Katy Perry ties Jackson’s ‘Bad’ record for VMAs
It was in 1988 when Michael Jackson’s fame catapulted into something cosmic, reaching for the moon and beyond. Jackson’s seventh studio album, “Bad,” not only sold over 30 million copies worldwide, but became the first album to have five of its singles peak at number one on the Billboard Hot 100. Fast forward 23 years and a new musician is reaching for the proverbial stars in the pop culture stratosphere; Katy Perry’s “Teenage Dream” is the only album since Jackson’s to score five number one singles on the Billboard Hot 100 chart.

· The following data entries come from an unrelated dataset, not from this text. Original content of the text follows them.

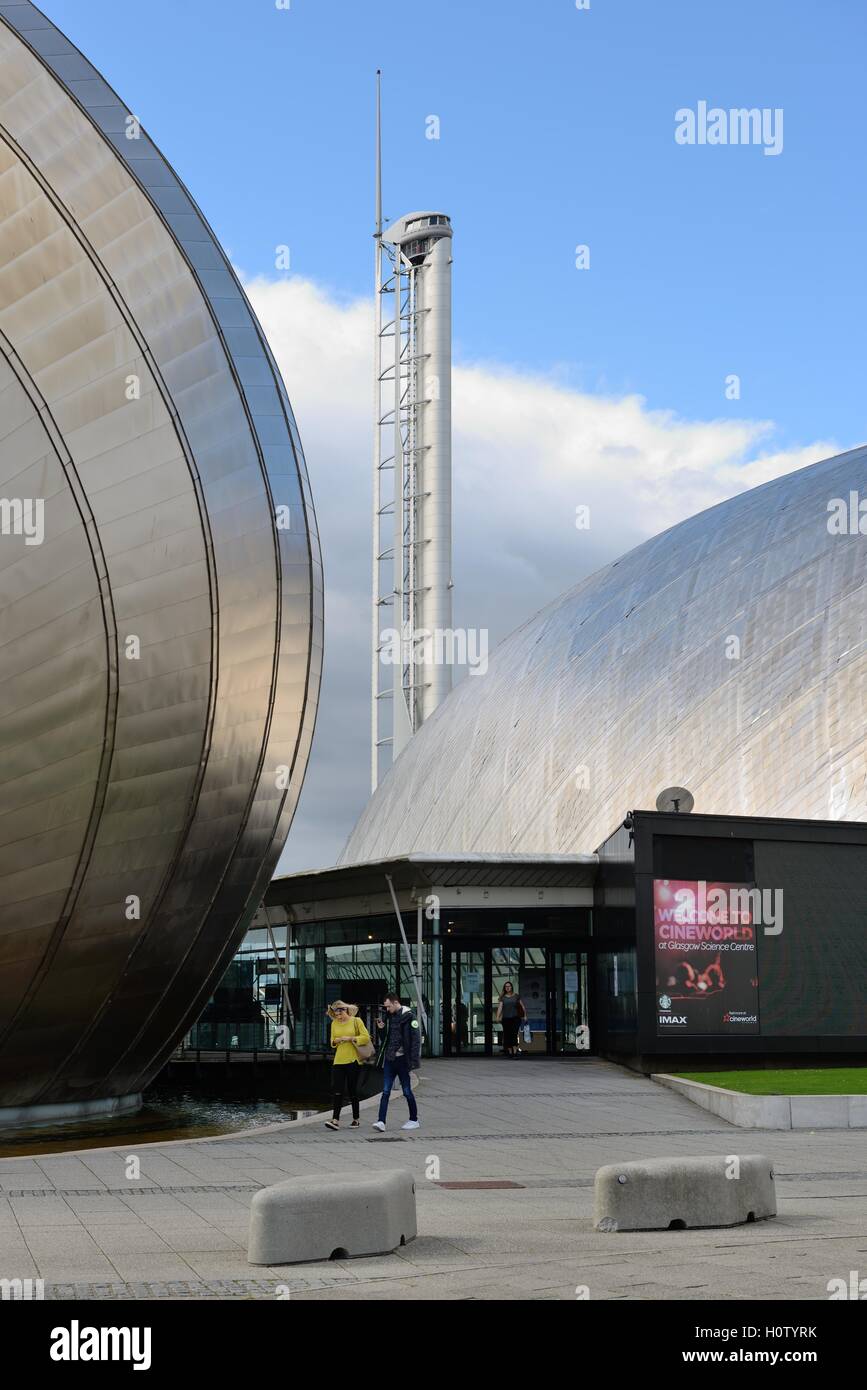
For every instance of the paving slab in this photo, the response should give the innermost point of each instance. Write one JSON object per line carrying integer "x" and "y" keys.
{"x": 179, "y": 1230}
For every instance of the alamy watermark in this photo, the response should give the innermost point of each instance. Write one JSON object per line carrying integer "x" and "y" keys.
{"x": 710, "y": 915}
{"x": 738, "y": 125}
{"x": 848, "y": 516}
{"x": 436, "y": 647}
{"x": 22, "y": 516}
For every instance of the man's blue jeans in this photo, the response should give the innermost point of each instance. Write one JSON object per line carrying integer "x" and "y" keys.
{"x": 400, "y": 1069}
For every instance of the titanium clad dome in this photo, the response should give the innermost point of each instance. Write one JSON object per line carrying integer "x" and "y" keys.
{"x": 632, "y": 681}
{"x": 160, "y": 591}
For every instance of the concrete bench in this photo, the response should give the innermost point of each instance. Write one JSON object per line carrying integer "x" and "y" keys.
{"x": 678, "y": 1193}
{"x": 334, "y": 1215}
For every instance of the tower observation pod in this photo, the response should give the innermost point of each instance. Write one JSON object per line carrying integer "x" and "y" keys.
{"x": 411, "y": 627}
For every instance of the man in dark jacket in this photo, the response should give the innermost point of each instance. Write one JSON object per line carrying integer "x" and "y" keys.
{"x": 399, "y": 1057}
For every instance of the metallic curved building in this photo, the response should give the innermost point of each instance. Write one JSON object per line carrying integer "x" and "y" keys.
{"x": 727, "y": 655}
{"x": 160, "y": 591}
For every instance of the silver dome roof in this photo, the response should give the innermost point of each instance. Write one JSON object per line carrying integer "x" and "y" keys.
{"x": 632, "y": 681}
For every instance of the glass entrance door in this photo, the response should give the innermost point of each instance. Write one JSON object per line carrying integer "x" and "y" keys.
{"x": 470, "y": 979}
{"x": 552, "y": 984}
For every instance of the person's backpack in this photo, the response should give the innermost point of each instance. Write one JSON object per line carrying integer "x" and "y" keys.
{"x": 364, "y": 1050}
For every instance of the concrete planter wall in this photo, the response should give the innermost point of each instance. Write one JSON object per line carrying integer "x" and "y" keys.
{"x": 771, "y": 1111}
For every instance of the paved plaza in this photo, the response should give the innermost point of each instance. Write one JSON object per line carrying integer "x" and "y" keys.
{"x": 179, "y": 1229}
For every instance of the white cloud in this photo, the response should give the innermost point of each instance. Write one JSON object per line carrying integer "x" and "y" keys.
{"x": 525, "y": 453}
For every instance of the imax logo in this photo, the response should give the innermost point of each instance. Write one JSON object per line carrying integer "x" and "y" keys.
{"x": 735, "y": 127}
{"x": 22, "y": 516}
{"x": 21, "y": 1289}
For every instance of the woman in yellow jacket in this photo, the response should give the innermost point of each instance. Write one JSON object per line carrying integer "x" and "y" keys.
{"x": 348, "y": 1034}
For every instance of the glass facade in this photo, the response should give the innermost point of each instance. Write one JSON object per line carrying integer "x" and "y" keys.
{"x": 268, "y": 1000}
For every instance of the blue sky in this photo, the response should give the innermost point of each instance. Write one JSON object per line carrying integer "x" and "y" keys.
{"x": 556, "y": 129}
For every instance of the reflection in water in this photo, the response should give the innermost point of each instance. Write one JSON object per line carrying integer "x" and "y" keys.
{"x": 168, "y": 1112}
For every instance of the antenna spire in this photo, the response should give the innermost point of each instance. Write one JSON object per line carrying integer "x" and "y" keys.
{"x": 378, "y": 198}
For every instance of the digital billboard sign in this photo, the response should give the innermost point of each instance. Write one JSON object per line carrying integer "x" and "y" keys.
{"x": 706, "y": 961}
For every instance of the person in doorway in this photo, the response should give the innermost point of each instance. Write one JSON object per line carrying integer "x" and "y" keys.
{"x": 399, "y": 1057}
{"x": 510, "y": 1015}
{"x": 348, "y": 1033}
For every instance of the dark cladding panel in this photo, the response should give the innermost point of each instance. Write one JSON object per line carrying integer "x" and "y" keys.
{"x": 812, "y": 975}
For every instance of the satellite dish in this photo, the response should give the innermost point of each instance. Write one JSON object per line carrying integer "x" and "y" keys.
{"x": 677, "y": 799}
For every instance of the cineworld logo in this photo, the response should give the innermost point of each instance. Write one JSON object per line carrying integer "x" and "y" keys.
{"x": 77, "y": 1343}
{"x": 739, "y": 125}
{"x": 720, "y": 915}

At this years MTV Video Music Awards (VMAs), Katy Perry skipped home with three trophies. One of which, the Video of the Year award (considered by many to be the holy grail of pop production), was awarded for her video for “Fireworks”, a tune that reads like a motivational fizzy drink and goes down just as easy. Perhaps, in this age of instant downloads and ironic twitter banter, a quick sugar rush to the head is all we need to get by, like an extra shot of espresso. Personally, I find brassiere sparklers erupting into the night sky inspiration enough to get out of bed.

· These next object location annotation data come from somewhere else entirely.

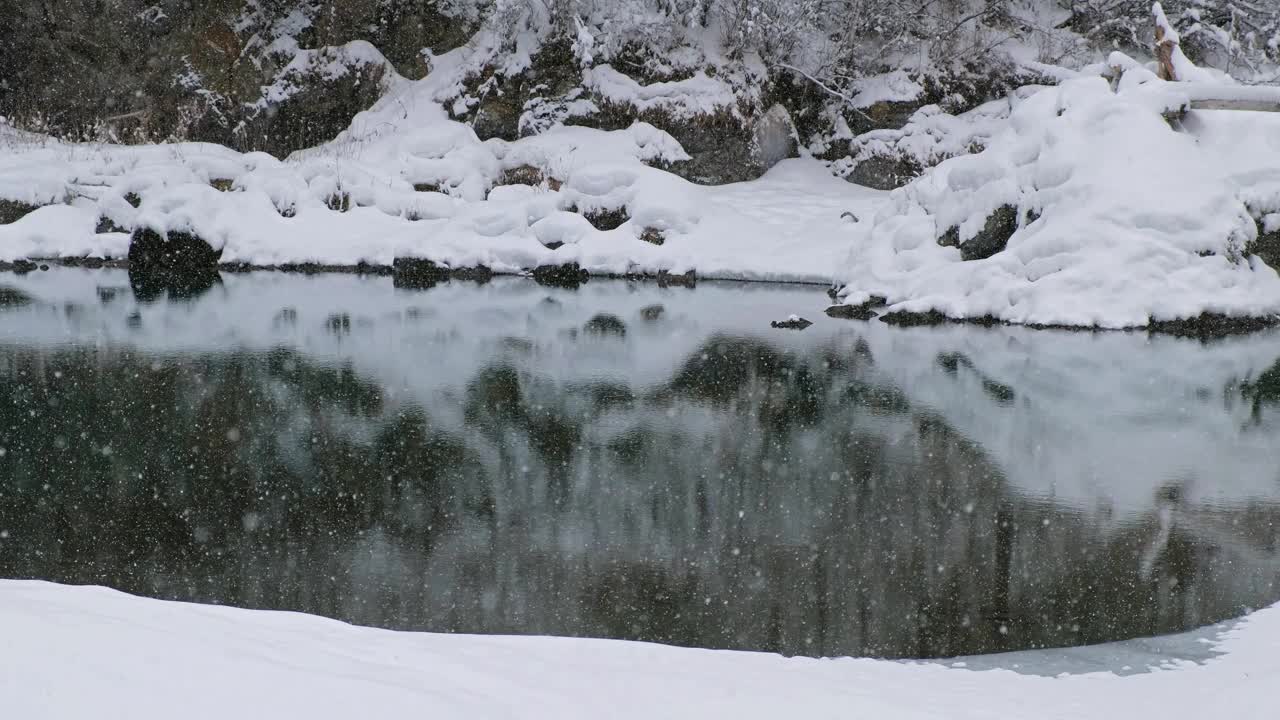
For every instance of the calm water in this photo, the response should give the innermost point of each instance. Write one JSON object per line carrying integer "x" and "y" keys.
{"x": 630, "y": 461}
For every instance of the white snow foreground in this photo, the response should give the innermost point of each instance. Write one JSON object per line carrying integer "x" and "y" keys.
{"x": 407, "y": 181}
{"x": 1120, "y": 219}
{"x": 92, "y": 652}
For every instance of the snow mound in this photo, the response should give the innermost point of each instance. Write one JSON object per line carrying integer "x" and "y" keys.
{"x": 128, "y": 656}
{"x": 1088, "y": 209}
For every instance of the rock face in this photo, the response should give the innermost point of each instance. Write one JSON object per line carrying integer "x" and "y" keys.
{"x": 727, "y": 145}
{"x": 144, "y": 71}
{"x": 13, "y": 210}
{"x": 992, "y": 238}
{"x": 885, "y": 172}
{"x": 730, "y": 150}
{"x": 1266, "y": 247}
{"x": 177, "y": 254}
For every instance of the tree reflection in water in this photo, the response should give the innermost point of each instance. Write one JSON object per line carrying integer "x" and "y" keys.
{"x": 762, "y": 497}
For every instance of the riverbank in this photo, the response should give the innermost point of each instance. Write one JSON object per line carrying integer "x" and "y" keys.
{"x": 144, "y": 659}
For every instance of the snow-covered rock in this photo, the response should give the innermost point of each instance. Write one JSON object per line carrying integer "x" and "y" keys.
{"x": 1091, "y": 210}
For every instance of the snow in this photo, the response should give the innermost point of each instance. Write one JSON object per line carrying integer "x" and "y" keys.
{"x": 144, "y": 659}
{"x": 1121, "y": 219}
{"x": 1175, "y": 401}
{"x": 698, "y": 95}
{"x": 785, "y": 226}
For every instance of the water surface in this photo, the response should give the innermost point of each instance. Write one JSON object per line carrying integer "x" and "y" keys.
{"x": 632, "y": 461}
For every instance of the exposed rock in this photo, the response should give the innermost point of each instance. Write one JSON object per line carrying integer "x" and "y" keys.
{"x": 909, "y": 319}
{"x": 13, "y": 297}
{"x": 14, "y": 210}
{"x": 607, "y": 219}
{"x": 652, "y": 313}
{"x": 479, "y": 274}
{"x": 287, "y": 317}
{"x": 653, "y": 236}
{"x": 417, "y": 273}
{"x": 151, "y": 285}
{"x": 726, "y": 149}
{"x": 885, "y": 172}
{"x": 850, "y": 311}
{"x": 568, "y": 276}
{"x": 320, "y": 108}
{"x": 106, "y": 224}
{"x": 792, "y": 323}
{"x": 606, "y": 323}
{"x": 1208, "y": 326}
{"x": 338, "y": 323}
{"x": 177, "y": 253}
{"x": 684, "y": 279}
{"x": 521, "y": 174}
{"x": 992, "y": 238}
{"x": 1266, "y": 247}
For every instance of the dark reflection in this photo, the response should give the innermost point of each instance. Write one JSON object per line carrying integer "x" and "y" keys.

No longer a lauded zeitgeist movement, the VMAs have become more like a sardonic mockery of modern music (see Tyler, the Creator’s entire career), so why must its winners be anything else but figureheads?
Many are in disarray over Perry’s accomplishment, denouncing her music as vacuous, contrived, and without substance: words that have lazily been tossed around when describing the youth of our generation. Yet, though art shows civilization changing, rarely does it actually create the change. Therefore, one must wonder if Perry is simply doing her job, feeding the youth the flirty, bubble-gum pop it hungers for.
Take a gander at Jackson’s “Bad” era; a turbulent call-to-arms for self-independence as Jackson acquired an edgier aesthetic. It was an artist tackling different subjects in a new way. And while Perry’s pop parade is anything but Enlightenment, “Teenage Dream” does focus on the universal sentiments of love and all of its dreary gutters, much like “Bad,” but in a manner parallel with the times.
Denouncing one artist for the strengths of another is exceptionally frivolous, for the landscape of popular music in the 80s and the present are vastly different. However, when we look at the “What Makes Music Pop Music?” checklist, we find that the two albums are extremely similar. Bouncy, approachable jams? Check. Eye-catching visual components? Check. Provocative, risque lyrical content? Check. Flashy persona? Of course.
Believe it or not, Katy Perry has found a niche in today’s music industry. She floats up to her throne on cotton candy clouds and hangs her aqua blue wig on some lofty pop art ideal waiting for you to crown her the teen queen. And if her gilded noise fails to tickle your sweet tooth, maybe her next Billboard success will hit the spot.